バルプロ酸は特異な匂いを有する。これをナトリウム塩にしたために水溶性が向上するため、水に溶け易い。体内に吸収されたバルプロ酸は、γ-アミノ酪酸(GABA)トランスアミナーゼを阻害するため、抑制性シナプスにおけるGABAの量を増加させて、薬理作用を発揮するとされる。ただし、バルプロ酸には他にも生理活性を有する。

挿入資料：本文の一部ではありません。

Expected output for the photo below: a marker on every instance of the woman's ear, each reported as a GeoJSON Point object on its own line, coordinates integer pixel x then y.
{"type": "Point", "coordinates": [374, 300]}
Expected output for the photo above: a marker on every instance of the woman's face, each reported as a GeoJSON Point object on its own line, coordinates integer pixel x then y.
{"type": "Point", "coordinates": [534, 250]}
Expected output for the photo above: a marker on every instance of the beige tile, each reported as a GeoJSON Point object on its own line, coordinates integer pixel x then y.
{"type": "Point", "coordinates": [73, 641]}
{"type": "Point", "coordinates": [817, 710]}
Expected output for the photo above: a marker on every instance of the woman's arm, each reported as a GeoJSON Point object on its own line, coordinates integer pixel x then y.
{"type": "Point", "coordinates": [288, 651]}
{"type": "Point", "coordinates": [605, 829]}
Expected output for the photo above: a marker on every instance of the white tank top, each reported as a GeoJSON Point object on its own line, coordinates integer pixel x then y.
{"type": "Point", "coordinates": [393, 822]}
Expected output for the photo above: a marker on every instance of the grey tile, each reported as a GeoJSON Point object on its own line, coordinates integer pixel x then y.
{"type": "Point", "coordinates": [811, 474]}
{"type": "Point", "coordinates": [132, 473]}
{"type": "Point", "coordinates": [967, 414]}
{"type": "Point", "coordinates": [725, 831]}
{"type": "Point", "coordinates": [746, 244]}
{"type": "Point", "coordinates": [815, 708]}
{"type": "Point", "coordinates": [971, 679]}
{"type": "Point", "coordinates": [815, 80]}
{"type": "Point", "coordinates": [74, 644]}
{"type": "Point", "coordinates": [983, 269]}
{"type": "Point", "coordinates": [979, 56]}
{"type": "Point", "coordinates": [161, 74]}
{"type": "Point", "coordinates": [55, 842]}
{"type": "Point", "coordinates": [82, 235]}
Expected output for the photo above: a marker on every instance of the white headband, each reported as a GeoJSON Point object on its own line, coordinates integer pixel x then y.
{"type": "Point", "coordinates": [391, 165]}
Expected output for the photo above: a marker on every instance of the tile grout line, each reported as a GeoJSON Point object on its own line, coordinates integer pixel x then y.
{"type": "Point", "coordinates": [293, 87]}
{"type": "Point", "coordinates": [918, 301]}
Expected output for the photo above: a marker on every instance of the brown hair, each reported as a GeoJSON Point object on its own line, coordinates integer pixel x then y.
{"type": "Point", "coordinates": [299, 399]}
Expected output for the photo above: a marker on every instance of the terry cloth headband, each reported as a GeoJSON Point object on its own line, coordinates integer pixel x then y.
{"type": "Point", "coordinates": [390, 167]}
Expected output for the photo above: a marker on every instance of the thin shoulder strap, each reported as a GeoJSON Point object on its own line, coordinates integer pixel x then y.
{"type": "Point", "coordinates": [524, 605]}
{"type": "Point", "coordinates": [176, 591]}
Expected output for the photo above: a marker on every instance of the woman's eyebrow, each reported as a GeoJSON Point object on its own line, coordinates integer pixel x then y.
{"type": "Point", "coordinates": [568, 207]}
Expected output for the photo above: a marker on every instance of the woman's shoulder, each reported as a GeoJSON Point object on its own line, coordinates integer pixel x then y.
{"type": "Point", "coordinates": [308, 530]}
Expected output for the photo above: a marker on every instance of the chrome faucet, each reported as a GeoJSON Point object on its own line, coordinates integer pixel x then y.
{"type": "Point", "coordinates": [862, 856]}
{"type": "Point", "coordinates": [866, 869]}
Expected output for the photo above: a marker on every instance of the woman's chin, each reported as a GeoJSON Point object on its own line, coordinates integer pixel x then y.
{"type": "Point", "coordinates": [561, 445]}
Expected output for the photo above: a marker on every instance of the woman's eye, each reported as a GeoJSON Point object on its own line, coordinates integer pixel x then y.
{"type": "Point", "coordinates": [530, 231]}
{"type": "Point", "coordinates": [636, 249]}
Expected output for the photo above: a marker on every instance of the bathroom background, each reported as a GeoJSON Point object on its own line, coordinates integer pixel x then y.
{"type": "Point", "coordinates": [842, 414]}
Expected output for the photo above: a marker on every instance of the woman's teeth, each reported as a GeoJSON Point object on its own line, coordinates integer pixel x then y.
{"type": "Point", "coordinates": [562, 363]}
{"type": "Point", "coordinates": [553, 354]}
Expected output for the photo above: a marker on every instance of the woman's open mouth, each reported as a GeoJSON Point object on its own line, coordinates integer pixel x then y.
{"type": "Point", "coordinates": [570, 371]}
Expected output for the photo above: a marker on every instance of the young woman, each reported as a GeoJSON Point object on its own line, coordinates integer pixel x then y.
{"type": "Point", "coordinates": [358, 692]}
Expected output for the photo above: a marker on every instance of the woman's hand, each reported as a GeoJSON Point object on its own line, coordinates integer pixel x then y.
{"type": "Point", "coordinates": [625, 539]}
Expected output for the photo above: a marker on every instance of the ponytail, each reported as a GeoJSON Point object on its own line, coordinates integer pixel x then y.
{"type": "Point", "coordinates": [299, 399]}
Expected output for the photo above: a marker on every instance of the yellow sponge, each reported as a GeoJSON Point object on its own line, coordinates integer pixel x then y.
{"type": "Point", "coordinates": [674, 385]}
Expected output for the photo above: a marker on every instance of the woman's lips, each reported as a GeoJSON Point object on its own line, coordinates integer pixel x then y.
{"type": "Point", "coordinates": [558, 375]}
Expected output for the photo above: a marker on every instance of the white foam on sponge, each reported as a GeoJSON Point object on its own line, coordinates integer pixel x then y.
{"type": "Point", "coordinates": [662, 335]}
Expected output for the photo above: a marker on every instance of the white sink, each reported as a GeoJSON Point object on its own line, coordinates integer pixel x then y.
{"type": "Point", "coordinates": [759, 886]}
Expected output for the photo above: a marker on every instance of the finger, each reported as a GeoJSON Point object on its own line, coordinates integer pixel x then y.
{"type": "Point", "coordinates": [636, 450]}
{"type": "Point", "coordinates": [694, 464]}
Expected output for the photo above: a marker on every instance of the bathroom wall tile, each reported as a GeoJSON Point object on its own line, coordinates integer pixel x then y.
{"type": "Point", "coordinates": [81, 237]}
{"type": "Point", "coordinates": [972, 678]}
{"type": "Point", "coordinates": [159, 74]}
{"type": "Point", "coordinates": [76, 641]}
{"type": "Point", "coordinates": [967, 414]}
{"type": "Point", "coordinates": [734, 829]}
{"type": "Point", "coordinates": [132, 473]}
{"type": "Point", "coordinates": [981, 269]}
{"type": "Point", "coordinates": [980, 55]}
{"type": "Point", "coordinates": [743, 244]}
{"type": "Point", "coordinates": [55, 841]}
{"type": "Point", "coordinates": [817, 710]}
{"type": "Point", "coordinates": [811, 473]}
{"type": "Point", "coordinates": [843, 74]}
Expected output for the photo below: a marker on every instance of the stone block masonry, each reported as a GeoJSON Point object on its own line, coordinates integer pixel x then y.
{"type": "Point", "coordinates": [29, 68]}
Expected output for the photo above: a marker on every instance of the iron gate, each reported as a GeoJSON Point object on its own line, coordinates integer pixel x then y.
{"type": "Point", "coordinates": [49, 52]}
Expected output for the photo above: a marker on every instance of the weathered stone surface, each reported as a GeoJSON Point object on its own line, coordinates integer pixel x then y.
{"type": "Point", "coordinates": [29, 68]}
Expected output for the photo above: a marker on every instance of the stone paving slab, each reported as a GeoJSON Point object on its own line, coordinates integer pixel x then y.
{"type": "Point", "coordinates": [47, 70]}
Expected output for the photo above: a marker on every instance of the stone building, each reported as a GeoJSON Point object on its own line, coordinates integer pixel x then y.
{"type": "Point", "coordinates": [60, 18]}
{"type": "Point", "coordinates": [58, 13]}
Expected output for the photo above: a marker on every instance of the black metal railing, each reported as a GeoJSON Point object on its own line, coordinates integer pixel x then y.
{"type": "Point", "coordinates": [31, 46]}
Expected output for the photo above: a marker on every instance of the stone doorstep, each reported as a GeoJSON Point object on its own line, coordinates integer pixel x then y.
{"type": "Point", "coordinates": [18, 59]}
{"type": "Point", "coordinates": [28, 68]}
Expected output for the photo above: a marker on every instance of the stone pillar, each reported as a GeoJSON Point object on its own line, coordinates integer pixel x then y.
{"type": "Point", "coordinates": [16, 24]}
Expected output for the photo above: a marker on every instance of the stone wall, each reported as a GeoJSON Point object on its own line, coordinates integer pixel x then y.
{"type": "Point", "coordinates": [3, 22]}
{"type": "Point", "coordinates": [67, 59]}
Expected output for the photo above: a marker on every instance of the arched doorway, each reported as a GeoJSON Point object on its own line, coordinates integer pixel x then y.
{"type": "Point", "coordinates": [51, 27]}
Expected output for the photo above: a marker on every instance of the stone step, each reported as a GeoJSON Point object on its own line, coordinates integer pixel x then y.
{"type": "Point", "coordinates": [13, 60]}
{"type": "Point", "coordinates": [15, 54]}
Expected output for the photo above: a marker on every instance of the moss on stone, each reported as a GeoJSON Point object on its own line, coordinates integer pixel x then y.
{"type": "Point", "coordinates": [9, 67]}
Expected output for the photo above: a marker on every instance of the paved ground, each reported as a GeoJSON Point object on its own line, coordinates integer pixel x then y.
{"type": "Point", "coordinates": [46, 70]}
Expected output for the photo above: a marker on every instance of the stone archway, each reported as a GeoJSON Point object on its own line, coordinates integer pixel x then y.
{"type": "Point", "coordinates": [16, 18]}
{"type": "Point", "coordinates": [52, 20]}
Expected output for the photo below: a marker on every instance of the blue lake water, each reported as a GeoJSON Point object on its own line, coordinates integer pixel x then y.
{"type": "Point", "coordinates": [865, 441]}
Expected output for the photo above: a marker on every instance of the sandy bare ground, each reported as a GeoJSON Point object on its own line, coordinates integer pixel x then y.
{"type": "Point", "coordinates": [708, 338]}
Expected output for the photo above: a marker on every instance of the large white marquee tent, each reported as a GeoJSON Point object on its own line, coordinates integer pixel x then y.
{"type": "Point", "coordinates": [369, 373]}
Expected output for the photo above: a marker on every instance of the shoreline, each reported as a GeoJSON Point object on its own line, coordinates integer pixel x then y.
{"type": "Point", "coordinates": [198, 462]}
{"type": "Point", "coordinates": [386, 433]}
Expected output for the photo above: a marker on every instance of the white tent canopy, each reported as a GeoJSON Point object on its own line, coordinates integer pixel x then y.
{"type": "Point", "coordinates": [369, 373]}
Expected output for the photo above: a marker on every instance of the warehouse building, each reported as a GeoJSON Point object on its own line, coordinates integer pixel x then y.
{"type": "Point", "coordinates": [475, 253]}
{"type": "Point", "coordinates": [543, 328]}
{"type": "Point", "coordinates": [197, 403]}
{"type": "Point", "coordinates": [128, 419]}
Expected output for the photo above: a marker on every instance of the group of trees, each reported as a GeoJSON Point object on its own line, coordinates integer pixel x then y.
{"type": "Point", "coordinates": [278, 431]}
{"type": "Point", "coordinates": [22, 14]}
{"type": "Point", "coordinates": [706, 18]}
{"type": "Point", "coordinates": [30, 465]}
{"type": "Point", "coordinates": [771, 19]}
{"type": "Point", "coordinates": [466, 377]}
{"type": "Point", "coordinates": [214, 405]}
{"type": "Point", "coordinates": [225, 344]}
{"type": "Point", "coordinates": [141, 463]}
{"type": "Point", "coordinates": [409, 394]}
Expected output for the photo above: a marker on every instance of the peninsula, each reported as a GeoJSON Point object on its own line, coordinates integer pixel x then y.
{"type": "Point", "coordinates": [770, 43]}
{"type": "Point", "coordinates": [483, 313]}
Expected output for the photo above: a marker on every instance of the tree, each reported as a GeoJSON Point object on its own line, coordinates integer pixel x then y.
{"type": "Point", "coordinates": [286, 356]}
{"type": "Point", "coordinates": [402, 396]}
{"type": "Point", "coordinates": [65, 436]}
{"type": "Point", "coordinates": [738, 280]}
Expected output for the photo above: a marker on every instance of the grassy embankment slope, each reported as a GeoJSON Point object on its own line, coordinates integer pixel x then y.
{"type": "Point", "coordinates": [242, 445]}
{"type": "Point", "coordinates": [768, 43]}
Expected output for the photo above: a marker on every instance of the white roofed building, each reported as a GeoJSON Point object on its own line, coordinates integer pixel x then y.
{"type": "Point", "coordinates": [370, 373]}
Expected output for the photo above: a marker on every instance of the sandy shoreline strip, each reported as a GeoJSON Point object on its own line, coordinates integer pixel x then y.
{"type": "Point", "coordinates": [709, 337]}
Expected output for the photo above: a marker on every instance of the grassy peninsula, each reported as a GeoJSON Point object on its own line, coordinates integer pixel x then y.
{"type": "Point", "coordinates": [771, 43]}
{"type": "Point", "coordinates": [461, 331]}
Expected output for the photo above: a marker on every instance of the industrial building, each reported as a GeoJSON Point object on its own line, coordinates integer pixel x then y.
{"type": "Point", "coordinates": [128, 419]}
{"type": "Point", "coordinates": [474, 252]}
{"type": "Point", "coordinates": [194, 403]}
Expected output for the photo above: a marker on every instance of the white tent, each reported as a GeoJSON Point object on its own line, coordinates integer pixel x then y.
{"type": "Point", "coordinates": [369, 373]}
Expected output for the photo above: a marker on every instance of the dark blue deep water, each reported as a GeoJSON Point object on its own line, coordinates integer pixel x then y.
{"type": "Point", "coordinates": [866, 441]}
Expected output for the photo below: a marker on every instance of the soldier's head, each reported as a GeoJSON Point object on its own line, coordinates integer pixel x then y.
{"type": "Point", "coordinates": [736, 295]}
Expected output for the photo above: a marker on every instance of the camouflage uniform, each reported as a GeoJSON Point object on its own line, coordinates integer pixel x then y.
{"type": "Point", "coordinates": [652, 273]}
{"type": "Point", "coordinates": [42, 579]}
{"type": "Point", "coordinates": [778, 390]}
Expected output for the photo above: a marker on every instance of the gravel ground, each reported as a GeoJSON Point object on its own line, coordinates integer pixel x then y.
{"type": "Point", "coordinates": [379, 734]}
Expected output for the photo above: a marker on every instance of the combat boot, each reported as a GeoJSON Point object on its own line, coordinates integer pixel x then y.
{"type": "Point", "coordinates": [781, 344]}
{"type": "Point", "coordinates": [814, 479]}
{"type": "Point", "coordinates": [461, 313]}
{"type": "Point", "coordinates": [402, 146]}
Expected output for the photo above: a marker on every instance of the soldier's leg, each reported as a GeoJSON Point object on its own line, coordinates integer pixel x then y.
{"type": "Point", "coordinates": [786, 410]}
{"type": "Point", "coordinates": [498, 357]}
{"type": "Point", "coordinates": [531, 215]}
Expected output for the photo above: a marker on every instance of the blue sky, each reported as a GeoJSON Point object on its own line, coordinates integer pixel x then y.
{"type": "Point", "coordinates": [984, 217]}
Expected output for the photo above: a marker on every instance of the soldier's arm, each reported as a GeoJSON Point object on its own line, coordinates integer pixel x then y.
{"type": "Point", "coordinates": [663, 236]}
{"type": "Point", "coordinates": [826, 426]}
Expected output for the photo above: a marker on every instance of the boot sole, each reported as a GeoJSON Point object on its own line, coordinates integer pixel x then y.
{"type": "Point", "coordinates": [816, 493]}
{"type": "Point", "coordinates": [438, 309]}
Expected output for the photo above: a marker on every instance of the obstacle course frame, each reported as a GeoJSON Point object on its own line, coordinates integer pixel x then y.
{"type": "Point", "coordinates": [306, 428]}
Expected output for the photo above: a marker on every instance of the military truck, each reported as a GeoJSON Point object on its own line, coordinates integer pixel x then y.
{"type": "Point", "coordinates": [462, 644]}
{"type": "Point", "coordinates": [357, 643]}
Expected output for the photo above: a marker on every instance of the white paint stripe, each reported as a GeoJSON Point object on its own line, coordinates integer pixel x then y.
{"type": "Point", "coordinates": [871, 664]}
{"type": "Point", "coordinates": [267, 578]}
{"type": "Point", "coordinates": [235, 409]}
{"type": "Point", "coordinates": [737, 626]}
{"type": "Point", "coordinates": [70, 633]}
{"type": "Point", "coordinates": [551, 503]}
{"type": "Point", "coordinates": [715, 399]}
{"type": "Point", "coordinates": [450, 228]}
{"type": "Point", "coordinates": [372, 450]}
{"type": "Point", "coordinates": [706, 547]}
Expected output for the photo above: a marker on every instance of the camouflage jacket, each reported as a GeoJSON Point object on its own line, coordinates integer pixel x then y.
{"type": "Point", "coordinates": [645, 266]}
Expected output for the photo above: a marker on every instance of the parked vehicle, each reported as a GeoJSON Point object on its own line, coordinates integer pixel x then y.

バルプロ酸ナトリウムは抗てんかん薬の1つとして利用される。世界保健機関WHOエッセンシャル・ドラッグ・リストの中にも収載されている。
生理活性

バルプロ酸は、体内に吸収されると血液脳関門を突破する。そして、ヒトの脳において神経伝達物質の1つであり、どちらかと言えば他の神経細胞の興奮を抑制する方向に利用されるGABAの作用に、バルプロ酸は関連すると考えられている。つまり、主にGABAトランスアミナーゼをバルプロ酸が阻害し、脳内のGABA濃度を増加させるとされる。しかしながら21世紀に入って、その他にも幾つかの精神神経疾患に対して、別な作用機序が存在すると報告された[2]

またバルプロ酸は、神経細胞の興奮に関わる電位依存性ナトリウムチャネルとT型カルシウムチャネルをブロックする。これらのメカニズムによりバルプロ酸は、広域スペクトル抗痙攣薬としても作用する。ただし、この作用に着目して、横隔膜の痙攣、いわゆる「しゃっくり」に対して有効かどうか検討されたものの、それに関するエビデンスは限られている[3]

なお、バルプロ酸は血液脳関門だけでなく、血液胎盤関門も突破し、発生中の胎児に対して催奇形性なども有する。2017年にフランスの保健製品安全庁と国民健康保険当局が共同で発表した、バルプロ酸ナトリウムに関する予備調査をまとめた報告書によると、妊娠中に薬を服用した女性が先天性異常のある新生児を出産する確率は、服用しなかった女性に比べて4倍高い結果を示した[4]。フランスの裁判所は2020年に、バルプロ酸ナトリウムを服用した妊婦から先天性障害のある子が生まれたとする家族の主張を認め、国に賠償を命じた[5]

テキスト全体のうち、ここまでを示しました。